“Hiduplah di dunia sebagaimana seorang musafir” (Hadist Bukhari)
Dari kunjungan ke mesjid di kota tempat tinggal kami kemarin, keluarga pelancong membawa oleh-oleh sebuah booklet hadist. Ketika membuka-buka halamannya, mata Emak langsung menangkap hadist diatas. Uraian hadist ini sungguh mengesankan. Sehingga ingin sekali menerjemahkannya.
Semua hal di dunia ini mengalami siklus, perkembangan, serta perubahan. Hampir tak ada yang kekal. Musim selalu berganti. Kadang bunga-bunga bermekaran di pepohonan, lalu semuanya layu, mengering, gugur. Menyebabkan pepohonan tak lagi terlihat indah, hingga datang kembali musim semi.

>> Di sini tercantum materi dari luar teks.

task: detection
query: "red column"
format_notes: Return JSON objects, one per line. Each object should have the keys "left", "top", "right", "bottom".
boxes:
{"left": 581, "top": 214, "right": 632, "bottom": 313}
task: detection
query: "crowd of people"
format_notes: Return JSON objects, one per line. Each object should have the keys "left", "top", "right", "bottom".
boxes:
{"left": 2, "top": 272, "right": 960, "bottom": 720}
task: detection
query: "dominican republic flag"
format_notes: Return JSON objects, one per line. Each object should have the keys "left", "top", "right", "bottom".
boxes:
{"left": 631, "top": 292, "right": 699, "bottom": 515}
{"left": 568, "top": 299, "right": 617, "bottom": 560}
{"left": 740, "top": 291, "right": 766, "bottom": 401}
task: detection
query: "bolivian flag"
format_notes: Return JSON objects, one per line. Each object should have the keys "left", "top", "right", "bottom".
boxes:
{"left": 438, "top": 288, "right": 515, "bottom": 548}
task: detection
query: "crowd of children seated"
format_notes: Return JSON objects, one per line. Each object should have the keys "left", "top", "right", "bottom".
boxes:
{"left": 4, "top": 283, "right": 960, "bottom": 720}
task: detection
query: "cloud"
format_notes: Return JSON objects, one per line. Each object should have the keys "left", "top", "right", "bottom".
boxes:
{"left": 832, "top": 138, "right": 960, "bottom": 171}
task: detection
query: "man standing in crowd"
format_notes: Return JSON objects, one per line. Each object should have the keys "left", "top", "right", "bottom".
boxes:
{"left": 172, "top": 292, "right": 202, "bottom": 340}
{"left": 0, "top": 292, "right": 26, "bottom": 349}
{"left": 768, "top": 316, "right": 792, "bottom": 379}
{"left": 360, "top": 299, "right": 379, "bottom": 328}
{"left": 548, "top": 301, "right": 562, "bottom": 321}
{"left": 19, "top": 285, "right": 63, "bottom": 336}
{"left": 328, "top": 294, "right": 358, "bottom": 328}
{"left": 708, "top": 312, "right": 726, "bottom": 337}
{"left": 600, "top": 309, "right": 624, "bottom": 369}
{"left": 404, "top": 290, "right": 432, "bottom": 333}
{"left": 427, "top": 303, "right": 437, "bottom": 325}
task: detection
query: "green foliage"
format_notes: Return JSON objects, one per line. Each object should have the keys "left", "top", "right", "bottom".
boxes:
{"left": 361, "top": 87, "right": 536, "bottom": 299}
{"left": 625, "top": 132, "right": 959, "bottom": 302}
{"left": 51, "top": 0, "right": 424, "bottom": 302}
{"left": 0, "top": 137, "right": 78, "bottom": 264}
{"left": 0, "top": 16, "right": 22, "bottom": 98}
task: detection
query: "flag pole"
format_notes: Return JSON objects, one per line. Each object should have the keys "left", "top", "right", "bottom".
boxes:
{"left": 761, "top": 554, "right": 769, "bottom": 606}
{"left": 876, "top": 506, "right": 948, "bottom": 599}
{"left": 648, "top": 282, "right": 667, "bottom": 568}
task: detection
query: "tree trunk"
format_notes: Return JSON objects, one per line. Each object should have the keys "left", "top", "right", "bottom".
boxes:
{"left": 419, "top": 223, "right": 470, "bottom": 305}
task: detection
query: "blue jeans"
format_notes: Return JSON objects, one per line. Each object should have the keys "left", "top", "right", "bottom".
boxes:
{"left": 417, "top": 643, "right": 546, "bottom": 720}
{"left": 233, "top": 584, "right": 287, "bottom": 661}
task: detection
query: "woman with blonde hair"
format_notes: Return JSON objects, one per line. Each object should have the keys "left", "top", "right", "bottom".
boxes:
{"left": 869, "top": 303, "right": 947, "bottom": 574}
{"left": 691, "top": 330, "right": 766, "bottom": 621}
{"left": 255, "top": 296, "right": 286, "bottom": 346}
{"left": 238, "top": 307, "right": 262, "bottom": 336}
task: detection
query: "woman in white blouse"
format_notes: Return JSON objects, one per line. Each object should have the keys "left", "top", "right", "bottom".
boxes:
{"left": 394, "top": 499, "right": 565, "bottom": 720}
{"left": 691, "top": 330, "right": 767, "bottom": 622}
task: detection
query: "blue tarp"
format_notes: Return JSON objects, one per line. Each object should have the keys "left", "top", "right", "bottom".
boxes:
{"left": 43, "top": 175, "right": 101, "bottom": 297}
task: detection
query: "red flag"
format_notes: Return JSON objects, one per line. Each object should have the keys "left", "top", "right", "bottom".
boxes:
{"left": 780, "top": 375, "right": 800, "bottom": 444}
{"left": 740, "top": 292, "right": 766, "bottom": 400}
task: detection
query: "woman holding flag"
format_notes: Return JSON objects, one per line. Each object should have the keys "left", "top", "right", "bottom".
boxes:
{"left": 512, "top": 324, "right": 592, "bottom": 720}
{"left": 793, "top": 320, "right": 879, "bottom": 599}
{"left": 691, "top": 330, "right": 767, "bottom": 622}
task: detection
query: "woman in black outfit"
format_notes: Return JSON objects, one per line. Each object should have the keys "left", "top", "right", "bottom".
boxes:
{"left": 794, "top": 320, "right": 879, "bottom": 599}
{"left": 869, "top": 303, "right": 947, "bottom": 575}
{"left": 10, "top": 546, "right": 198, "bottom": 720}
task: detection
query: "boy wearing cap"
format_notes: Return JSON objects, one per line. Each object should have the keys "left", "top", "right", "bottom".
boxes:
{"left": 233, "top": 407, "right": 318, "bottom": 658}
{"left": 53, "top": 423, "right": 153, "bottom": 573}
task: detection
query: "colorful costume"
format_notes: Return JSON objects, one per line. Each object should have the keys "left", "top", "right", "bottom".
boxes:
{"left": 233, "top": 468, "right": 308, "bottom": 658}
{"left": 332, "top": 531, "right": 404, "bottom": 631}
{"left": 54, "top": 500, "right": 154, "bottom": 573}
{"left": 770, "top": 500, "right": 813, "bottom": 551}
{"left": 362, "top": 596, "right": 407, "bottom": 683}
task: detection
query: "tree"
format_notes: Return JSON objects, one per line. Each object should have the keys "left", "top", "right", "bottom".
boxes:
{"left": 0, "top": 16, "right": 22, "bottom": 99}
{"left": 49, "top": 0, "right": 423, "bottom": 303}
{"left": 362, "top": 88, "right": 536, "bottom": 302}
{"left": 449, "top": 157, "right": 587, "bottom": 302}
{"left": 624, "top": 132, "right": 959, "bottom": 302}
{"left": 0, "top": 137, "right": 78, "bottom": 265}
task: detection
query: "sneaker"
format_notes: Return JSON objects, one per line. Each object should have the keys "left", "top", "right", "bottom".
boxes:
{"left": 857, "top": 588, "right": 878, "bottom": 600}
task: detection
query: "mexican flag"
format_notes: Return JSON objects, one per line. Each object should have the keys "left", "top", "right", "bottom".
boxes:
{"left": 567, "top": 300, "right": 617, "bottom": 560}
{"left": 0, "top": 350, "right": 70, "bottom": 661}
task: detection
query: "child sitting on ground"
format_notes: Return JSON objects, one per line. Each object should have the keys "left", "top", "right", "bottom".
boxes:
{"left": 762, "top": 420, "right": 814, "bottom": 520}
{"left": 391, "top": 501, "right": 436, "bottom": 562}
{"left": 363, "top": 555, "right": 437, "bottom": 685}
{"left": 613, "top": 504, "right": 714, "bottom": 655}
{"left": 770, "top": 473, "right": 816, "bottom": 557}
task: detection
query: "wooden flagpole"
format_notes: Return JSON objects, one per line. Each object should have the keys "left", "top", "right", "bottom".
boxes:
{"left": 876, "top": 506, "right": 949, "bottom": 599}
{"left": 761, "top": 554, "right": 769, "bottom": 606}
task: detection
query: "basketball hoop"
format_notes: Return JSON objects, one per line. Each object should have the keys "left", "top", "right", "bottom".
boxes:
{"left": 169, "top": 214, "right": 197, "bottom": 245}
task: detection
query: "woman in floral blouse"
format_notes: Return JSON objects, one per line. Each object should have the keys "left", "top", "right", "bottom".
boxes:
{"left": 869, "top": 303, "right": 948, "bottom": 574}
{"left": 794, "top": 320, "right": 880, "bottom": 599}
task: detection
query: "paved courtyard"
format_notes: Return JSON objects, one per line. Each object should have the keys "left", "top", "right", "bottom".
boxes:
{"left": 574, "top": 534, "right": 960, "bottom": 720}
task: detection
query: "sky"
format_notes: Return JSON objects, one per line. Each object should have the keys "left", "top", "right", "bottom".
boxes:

Semua di alam ini mengalami perubahan tersebut. Juga manusia tak luput dari proses perubahan. Terlahir sebagai bayi yang tak bisa apa-apa, berkembang dari hari ke hari. Lalu ia kan menjadi dewasa dan mengalami masa “mekar bagai bunga”, mandiri, sehingga menjadi manusia yang membutuhkan pertolonganlagi di usia lanjut. Hidup ini jauh lebih pendek dari bayangan manusia. Jika manusia dewasa berpikir kembali, maka akan terasa singkatnya hidup ini. Sama seperti ketika kita berüikir di sore hari, apa saja yang kita kerjakan di pagi dan siang harinya, rasanya waktu bergerak dengan sangat cepat.
Dan sebagaimana musim semi datang setelah musim dingin, maka demikian pulalah kematian akan diikuti oleh kehidupan setelahnya. Bahwa masa kini adalah tempat dimana kita mempersiapkan diri untuk kehidupan setelahnya. Satu-satunya kesempatan yang kita punya, bahkan. Makanya, sangat penting untuk tidak terlalu menyibukkan diri dengan urusan duniawi, sebab Allah hanya mempercayakan waktu kini untuk dimanfaatkan sebaik-baiknya.
Ungkapan “hidup bagai musafir” juga sangat mengena disini. Sebab seorang musafir tahu, bahwa akan datang waktunya, dia harus berhenti berkelana, untuk pergi, untuk meninggalkan semuanya.
Semoga keluarga pelancong selalu mengingat pelajaran ini. Insyaallah.